This came with a tank, and I didn't know what to do with it. So I converted it to a skimmer, put it on the 55 last night. I need to change to a different bubble diffuser, this one is crapped out, I am thinking about combining both tanks to a 100g, and using the 29 as a sump. A major undertaking for me.


----------



## Kellsindell (Sep 15, 2008)

Eh? where's the collection cup?


----------



## mrmosin (Sep 3, 2009)

Bear with me, I am very new at this. I was told the clear plastic box, which has a trap, is the collection device. I may be totally wrong. If so, I need to start over.
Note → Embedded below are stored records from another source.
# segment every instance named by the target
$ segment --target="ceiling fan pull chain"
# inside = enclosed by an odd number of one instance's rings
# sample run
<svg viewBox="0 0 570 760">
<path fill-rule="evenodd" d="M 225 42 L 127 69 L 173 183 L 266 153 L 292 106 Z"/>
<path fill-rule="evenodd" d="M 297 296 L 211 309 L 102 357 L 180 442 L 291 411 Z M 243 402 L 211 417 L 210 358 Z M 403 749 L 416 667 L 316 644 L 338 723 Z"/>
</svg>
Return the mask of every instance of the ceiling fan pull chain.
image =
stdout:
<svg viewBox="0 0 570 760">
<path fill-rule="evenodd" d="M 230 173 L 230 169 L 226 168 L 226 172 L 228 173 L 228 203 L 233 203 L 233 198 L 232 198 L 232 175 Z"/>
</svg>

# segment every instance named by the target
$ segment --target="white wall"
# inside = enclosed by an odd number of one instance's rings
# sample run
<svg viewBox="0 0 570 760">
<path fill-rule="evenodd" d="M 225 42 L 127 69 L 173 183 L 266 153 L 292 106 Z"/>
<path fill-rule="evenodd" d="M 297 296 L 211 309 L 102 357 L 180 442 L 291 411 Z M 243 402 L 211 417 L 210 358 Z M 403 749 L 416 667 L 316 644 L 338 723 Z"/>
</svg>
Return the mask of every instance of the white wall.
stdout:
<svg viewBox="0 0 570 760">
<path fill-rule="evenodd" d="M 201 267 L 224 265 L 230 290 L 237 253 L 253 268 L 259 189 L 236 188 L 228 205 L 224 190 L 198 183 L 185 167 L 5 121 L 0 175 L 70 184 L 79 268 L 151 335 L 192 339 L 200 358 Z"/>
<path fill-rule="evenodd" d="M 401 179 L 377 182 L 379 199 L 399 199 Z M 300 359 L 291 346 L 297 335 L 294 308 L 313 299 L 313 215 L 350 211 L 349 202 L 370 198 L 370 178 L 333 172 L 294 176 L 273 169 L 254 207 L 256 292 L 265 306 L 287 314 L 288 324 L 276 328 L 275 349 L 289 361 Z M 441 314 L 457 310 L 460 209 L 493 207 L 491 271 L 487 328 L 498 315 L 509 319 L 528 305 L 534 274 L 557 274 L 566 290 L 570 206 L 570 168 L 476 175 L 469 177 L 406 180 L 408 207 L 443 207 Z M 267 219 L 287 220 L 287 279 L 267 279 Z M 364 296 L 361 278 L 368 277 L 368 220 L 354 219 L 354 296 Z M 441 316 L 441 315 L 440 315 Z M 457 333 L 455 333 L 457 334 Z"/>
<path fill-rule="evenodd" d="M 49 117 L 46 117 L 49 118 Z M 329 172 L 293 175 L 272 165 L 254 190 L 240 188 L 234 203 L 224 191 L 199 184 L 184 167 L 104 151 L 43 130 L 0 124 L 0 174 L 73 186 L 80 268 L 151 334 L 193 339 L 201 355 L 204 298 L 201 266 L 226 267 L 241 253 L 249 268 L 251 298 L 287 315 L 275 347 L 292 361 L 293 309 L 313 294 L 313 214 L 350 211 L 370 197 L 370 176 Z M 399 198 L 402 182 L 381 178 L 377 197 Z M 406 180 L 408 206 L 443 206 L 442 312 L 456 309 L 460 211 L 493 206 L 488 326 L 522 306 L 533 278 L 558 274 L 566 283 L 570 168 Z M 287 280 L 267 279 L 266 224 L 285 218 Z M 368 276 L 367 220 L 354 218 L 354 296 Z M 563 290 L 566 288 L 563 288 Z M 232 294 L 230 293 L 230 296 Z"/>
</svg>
Advice please


----------



## Kellsindell (Sep 15, 2008)

If i'm understanding this correctly, you have the water go into the "skimmer" or skimming area and the bubbles will overflow into... well it looks like the return section to me, but IDK. I think you need to add a collection cup somewhere, but not sure where to... hmm... i may be wrong though.


----------



## carpet1 (Sep 5, 2009)

The middle section had an airtube in it with a stone. The clear, square plastic, box has a trap in it where I was hoping the bubbles would overflow into. But it is sitting too high in the compartment for the bubbles to reach. The first compartment, where the water enters the tank has a slit cut into the plastic wall about halfway down, allowing the water to flow into the center compartment. The "trap" sits inside this middle compartment. It has an overflow compartment, that I thought the bubbles would be collected. But no workee, sits too high above the water. The slit for the third compartment is at the bottom of the wall. This is where the powerhead is located. I get excellent water flow, just no trapped bubbles. When I got it, I was not able to see it put together, so I am guessing on a lot of stuff. The way the water flows thru the entire box may be all wrong for a skimmer. Oh well!!


----------